En este entorno, algunos segmentos del sistema financiero podrían mostrar mayor sensibilidad a una reducción prolongada de liquidez. No parecen ser los grandes bancos quienes concentran el riesgo, sino ciertos intermediarios financieros no bancarios —fondos de crédito privado, vehículos de titulización o plataformas de financiación alternativa— que han incrementado su papel en los mercados de crédito durante los últimos años. Su contribución al flujo de financiación es relevante, pero algunas de estas estructuras presentan un rasgo común: un desajuste entre el plazo de sus inversiones y el de su financiación.

El modelo funciona mientras los tipos se mantienen estables y la financiación fluye. Pero si los costes del dinero aumentan o los prestamistas reducen su exposición, el desajuste de plazos puede transformarse en riesgo real: las entidades se ven forzadas a vender activos menos líquidos o a asumir pérdidas. En 2007, esta mecánica fue el detonante del colapso de los vehículos estructurados de inversión. Hoy conviene observar con atención a los intermediarios no bancarios más apalancados o dependientes de financiación ultracorta.
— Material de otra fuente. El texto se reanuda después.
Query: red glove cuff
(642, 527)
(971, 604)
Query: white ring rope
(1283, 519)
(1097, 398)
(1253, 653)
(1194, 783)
No apuntamos a una crisis inminente. El sistema bancario conserva niveles de capital y liquidez mucho más robustos, y los supervisores actúan con mayor anticipación. Pero el equilibrio sigue siendo delicado, y los efectos del endurecimiento monetario pueden aflorar en zonas menos visibles del sistema.

Por ello, más que anticipar un episodio de inestabilidad generalizada, conviene vigilar los puntos más sensibles del crédito y seguir de cerca la actuación de los bancos centrales. Su desafío ya no consiste solo en controlar la inflación, sino también en mantener un flujo eficiente de financiación hacia la economía real.

Desde la óptica inversora, la preocupación se aleja del nivel absoluto de los tipos de interés —hoy razonablemente alineados con el ciclo— y se centra en los riesgos de crédito. Los diferenciales difícilmente ofrecerán un desempeño positivo sostenido en los próximos años: la menor liquidez y el mayor riesgo percibido limitan su capacidad de compresión. La fuerte apreciación del oro de este año la debemos encajar en este escenario, puede recoger en parte las dificultades a las que se enfrenta el sistema financiero y que se suman, a la consistente demanda de los propios bancos centrales de todo el mundo de este activo refugio en un año con una importante depreciación del dólar.

La experiencia de los últimos quince años enseña que las fases de contracción monetaria no siempre desembocan en crisis, pero sí ponen a prueba la solidez del sistema. Detectar a tiempo los puntos de tensión y observar las decisiones de los bancos centrales será clave para evitar que la escasez de liquidez vuelva a transformarse en desconfianza.